そう思ったあなた。その感情も自然です。対人的に気を遣いやすい人や人の視線を気にすると、なかなかセルフいいねはできませんね。また、そう思った人は周りにちゃんとしたフォロワーさんに囲まれているのだと思います。けして数が多くなくても、気心知れた人がたまにいいねをしてくれる。その世界に満足していると、それ以上のものを求める必要もなりますし、自画自賛なんて恥ずかしいと思えてくるのも自然です。自画自賛にコンプレックスがあると他人の自画自賛に敏感になる傾向がありますから、あまり気にせず、ほっこりすればいいと思います。

2. 人の評価を過度に気にする場合

「注目されたい」「評価されたい」というプラスの発想ではなく、いいねの数が少ないことに対する人からの評価が下がる不安を感じるときもセルフいいねに走りがちです。いいねの「数字」をまるで「点数」に感じてしまう人がいます。これは管理教育の中で、テストの点数主義を長く過ごしてきたことがひとつの要因と考えられます。

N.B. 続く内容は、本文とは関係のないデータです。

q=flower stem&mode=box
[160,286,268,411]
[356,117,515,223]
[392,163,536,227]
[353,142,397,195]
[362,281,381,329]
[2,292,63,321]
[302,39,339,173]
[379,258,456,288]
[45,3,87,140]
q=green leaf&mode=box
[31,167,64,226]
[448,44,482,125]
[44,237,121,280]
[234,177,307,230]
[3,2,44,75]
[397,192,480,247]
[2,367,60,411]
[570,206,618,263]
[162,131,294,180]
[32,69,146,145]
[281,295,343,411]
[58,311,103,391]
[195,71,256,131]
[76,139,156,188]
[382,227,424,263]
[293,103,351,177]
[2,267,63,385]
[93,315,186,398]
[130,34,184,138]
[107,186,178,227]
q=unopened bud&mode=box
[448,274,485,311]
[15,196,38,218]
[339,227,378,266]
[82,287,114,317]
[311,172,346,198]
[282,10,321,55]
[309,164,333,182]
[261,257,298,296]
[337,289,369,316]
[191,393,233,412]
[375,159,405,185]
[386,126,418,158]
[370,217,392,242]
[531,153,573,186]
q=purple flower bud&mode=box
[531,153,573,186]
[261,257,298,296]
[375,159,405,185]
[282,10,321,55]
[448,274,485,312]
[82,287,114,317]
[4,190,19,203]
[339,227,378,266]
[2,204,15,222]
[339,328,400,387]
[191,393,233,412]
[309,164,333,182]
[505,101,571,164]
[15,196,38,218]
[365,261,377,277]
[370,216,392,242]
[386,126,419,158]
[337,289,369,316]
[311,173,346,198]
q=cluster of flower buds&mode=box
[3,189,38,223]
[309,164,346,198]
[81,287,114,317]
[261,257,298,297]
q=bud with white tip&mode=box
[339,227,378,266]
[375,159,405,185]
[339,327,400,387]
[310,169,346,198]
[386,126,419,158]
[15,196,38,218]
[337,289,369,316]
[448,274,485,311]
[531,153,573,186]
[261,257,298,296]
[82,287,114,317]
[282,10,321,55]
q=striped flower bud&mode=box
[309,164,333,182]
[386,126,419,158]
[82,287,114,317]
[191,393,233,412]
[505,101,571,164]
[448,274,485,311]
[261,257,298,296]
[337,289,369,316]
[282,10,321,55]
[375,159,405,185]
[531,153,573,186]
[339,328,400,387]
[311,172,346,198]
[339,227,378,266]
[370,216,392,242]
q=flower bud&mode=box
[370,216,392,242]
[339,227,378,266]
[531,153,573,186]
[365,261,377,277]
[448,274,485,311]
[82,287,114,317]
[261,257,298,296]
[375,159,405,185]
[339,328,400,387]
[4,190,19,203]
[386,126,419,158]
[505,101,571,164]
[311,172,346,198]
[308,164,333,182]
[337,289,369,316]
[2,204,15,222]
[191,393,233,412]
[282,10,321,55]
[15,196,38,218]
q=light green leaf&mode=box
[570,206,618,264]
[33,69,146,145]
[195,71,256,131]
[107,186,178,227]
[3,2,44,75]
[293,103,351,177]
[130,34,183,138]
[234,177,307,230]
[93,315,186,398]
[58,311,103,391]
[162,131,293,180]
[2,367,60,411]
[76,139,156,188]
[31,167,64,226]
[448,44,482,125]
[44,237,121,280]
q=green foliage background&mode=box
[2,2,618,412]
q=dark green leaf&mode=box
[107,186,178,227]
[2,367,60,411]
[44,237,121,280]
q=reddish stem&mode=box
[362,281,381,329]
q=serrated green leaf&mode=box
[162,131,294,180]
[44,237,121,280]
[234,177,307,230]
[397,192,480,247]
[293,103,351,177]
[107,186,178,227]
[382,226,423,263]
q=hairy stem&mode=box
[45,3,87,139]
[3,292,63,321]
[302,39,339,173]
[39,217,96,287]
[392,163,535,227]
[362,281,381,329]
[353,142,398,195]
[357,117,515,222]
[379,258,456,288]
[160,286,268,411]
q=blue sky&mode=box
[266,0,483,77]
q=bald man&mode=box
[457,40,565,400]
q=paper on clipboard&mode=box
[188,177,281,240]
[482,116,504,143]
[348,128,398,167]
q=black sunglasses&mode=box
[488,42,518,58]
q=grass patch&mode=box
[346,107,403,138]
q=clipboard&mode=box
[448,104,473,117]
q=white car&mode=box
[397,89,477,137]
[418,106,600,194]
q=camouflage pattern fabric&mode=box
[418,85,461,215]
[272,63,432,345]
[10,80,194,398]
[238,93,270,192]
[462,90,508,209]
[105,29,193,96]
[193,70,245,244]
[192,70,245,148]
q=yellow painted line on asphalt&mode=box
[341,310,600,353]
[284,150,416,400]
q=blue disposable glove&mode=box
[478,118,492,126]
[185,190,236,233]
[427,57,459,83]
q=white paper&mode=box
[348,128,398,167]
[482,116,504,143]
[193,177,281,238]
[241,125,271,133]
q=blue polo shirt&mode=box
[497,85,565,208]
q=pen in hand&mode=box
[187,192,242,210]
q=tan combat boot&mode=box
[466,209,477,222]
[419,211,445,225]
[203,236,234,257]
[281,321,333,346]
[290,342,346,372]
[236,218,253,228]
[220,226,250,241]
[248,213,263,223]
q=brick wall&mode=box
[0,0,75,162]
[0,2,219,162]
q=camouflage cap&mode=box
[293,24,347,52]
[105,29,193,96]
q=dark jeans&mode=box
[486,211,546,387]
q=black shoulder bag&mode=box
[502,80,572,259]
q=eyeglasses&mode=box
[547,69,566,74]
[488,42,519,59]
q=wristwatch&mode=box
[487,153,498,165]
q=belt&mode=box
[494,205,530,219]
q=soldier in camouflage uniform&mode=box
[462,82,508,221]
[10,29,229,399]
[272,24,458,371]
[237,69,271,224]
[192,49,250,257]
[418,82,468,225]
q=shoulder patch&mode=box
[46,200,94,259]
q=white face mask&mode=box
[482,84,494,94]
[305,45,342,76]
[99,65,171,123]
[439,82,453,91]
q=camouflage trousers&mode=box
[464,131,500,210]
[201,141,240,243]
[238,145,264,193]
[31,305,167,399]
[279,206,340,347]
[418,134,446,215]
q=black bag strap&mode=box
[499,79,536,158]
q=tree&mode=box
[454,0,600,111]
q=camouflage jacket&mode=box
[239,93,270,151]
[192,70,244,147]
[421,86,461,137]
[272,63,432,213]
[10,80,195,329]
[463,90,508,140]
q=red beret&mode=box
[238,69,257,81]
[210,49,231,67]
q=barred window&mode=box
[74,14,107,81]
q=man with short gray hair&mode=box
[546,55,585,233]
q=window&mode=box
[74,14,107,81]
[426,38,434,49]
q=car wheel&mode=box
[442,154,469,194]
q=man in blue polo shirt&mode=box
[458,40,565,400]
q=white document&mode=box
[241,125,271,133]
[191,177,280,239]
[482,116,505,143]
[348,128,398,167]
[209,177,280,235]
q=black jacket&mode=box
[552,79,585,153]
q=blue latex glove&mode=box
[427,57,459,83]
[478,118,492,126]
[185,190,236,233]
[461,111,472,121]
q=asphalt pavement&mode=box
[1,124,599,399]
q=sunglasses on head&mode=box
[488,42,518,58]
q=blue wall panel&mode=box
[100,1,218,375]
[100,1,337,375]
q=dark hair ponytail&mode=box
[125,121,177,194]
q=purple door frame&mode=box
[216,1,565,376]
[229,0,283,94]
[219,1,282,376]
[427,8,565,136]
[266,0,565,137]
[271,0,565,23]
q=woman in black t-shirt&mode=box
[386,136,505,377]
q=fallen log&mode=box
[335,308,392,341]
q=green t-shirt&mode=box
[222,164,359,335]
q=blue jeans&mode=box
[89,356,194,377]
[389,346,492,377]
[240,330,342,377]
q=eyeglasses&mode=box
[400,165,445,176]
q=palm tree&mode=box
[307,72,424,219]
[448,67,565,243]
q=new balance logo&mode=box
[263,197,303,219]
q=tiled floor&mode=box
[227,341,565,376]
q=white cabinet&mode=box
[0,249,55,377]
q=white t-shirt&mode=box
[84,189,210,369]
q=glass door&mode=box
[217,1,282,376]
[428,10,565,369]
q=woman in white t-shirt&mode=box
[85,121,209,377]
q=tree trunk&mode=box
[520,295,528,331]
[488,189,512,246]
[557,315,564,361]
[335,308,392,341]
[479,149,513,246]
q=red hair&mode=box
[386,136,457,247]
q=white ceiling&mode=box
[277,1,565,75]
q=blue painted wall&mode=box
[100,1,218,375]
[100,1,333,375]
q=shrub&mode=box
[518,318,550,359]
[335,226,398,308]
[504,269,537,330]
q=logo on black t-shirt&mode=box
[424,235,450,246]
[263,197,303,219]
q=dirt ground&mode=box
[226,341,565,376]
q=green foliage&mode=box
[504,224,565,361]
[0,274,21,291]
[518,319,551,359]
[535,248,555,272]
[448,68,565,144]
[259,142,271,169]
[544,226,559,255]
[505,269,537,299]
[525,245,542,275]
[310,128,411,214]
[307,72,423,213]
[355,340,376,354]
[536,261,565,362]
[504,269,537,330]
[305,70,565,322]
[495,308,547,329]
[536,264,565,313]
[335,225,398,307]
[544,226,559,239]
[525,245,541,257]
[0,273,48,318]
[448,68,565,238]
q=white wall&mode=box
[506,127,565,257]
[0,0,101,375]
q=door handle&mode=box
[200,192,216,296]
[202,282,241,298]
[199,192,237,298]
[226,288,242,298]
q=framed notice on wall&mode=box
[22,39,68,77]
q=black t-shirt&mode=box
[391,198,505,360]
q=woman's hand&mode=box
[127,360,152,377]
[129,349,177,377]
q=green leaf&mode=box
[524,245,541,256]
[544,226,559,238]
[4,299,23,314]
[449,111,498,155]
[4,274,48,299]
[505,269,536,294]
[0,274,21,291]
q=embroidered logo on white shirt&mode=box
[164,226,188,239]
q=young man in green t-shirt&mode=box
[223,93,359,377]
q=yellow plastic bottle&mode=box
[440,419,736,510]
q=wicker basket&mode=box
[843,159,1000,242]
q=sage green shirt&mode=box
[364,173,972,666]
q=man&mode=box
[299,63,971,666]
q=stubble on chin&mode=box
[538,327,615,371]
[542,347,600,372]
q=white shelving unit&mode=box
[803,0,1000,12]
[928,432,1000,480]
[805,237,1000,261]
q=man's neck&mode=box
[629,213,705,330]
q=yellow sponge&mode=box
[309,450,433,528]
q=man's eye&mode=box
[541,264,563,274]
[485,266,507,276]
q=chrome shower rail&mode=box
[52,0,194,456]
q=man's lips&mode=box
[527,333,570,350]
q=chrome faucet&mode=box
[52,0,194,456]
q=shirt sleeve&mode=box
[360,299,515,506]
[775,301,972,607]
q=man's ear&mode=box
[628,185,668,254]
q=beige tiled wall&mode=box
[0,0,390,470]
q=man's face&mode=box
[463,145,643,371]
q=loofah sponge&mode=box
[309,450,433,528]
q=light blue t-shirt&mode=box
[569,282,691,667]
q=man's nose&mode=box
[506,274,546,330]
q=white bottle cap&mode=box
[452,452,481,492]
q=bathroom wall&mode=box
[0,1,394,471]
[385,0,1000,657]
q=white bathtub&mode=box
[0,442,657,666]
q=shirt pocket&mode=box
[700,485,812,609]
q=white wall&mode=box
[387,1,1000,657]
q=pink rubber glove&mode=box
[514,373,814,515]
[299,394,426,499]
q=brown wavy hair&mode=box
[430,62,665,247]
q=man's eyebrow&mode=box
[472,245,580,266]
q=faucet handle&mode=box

いつもは10いいねは貰えるのに、この投稿は5いいねしかないと思うと、まるで、自分の考えが否定されているように感じたり、ひどいときには人格否定をされていると感じることがあります。

実際には全く違います。人がいいねをするのは共感だけでなく、既読感覚でつける方もたくさんいます。自分は「評価」だと思い、相手は「既読サイン」と思う。このギャップに苦しむことはありません。また、ネガティブな内容が含んであると、人はいいねを押しにくい傾向があります。今やいいねを押しただけで罰金の対象となる時代です。既読感覚なので投稿時間にも影響があることを知りましょう。

私はいいねを追わないように、次回の念を込めて本当につまらない投稿を差し込んでいくようにしています。そうしたらそれもまた楽しくなってきて、最低記録の更新を目指すようになりました。だから、本当にくだらないツイートにいいねをしないでください。いつか「0」いいねを達成することが私の夢でもあります。これ、やってみると楽しいです。

3. おじさん

私は「おじさん・オブ・おじさん」なので気持ちがわかります。おじさん・オブ・おじさんなんて言うと、インリン・オブ・ジョイトイみたいです。もうこの例えを出すところがもうどっぷりおじさんです。おじさんは年齢を重ねた結果、脳の構造から自意識過剰な状態になる人が多くいます。すると自画自賛よりも、もっと無意識なところからセルフいいねを押してしまいます。注目して欲しいと感情というよりも、もっと原始的な行動だと思われます。そもそもSNSの立ち位置がわかっていなくて、自分で押すものと感じている人もいるので、あまり「痛い」とか言わないであげてください。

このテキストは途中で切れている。